Capítulo 115. Senador.


Tomó la copa entre sus manos. Vino especiado como otras veces con un ligero olor a almendras.
Se había puesto su mejor toga, con ella se había dirigido hacia poco más de un mes a los honorables respresentantes de la República. En su mayoría puteros y ambiciosos. Nobles patricios que habían convertidos sus vidas en nidos vacíos donde habitaban auténticas víboras, dispuestas a inocular veneno a sus propias madres. La política es así. Solían repetirse unos a otros mientras disfrutaban de los baños públicos.

¿Dónde estaba el ser humano? Mientras sus pensamientos iban y venían en el futuro de la República, su mano fría acercaba la copa a sus labios. Un pequeño sorbo al principio y luego entero hasta acabar el líquido ambarino.

Se sentó en el diván recorriendo con su mirada las estancias de su última morada terrena. El sueño le embargó mientras su respiración se esfumó en su suspiro. Sus pupilas contraídas por el veneno se expandieron al llegar las tinieblas.

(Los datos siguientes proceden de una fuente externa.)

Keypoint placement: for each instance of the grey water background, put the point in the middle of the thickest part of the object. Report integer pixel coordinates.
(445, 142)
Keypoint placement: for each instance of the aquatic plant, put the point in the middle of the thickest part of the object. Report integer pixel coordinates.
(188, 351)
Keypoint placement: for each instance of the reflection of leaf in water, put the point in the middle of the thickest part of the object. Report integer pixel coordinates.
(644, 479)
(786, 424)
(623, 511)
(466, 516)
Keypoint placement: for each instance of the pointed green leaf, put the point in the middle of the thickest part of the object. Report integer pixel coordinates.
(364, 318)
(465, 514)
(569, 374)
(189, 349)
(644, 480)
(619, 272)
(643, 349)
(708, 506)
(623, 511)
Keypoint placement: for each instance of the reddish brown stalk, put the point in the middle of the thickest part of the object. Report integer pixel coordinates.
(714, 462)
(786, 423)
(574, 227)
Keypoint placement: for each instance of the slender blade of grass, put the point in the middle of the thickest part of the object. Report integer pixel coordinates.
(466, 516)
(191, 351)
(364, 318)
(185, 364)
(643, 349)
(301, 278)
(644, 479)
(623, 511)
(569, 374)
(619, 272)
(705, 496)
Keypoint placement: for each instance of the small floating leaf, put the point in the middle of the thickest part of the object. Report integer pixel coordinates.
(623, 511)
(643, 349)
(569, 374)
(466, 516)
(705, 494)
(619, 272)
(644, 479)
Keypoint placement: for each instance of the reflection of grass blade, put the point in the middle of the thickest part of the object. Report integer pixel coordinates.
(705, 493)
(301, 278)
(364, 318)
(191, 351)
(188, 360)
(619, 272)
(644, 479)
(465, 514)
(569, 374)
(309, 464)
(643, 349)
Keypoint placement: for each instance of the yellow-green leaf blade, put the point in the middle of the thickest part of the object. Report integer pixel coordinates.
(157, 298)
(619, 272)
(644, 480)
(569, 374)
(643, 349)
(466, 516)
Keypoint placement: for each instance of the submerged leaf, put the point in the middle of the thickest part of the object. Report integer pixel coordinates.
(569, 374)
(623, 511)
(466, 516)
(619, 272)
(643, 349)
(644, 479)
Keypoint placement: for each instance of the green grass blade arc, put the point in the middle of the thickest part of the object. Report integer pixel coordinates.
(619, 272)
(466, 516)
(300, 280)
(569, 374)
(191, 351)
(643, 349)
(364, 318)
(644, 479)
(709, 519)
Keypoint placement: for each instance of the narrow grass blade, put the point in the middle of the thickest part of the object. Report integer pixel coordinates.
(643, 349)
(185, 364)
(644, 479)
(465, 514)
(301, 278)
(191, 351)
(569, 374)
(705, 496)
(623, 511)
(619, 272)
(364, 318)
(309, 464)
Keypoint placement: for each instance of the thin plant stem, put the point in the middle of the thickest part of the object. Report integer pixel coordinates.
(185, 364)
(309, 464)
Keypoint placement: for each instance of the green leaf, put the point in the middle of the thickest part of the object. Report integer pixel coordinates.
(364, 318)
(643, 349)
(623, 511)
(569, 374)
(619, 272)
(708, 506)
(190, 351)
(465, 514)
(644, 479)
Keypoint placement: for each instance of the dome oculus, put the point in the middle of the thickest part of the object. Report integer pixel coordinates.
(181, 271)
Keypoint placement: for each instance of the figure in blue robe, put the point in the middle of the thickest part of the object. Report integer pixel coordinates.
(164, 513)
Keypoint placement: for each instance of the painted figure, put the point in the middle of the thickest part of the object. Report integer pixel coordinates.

Vacío. Un cuerpo inerte. Sabiduría putrefacta entre hueso y carne. Su último pensamiento: La vida es maravillosa.

Albano. 27 a.C.

miércoles, 9 de septiembre de 2009

Capítulo 73. Ruinas.


Al leer la carta no pudo reprimir las lágrimas. Era breve y concisa:
Querido hijo:
El pasado domingo nuestra casa fue destruida en un bombardeo. Tu madre y tus dos hermanas han muerto.
Tu padre.

Gustav se fue de la era donde descansaba junto con los demás muchachos de las Juventudes. Desde hacia unas semanas había abandonado Könisberg para servir a la Madre Patria, a mayor gloria del Führer. A sus catorces años Hitler veía en él la esperanza del Reich que estaba predestinado a durar mil años. En agosto comenzaron a cavar las trincheras que evitarían que la bestia roja traspasase las fronteras de la Prusia Oriental. Semanas de trabajos futiles y sin sentido de unos jóvenes lobotomizados por la máquina propagandística goebbeliana.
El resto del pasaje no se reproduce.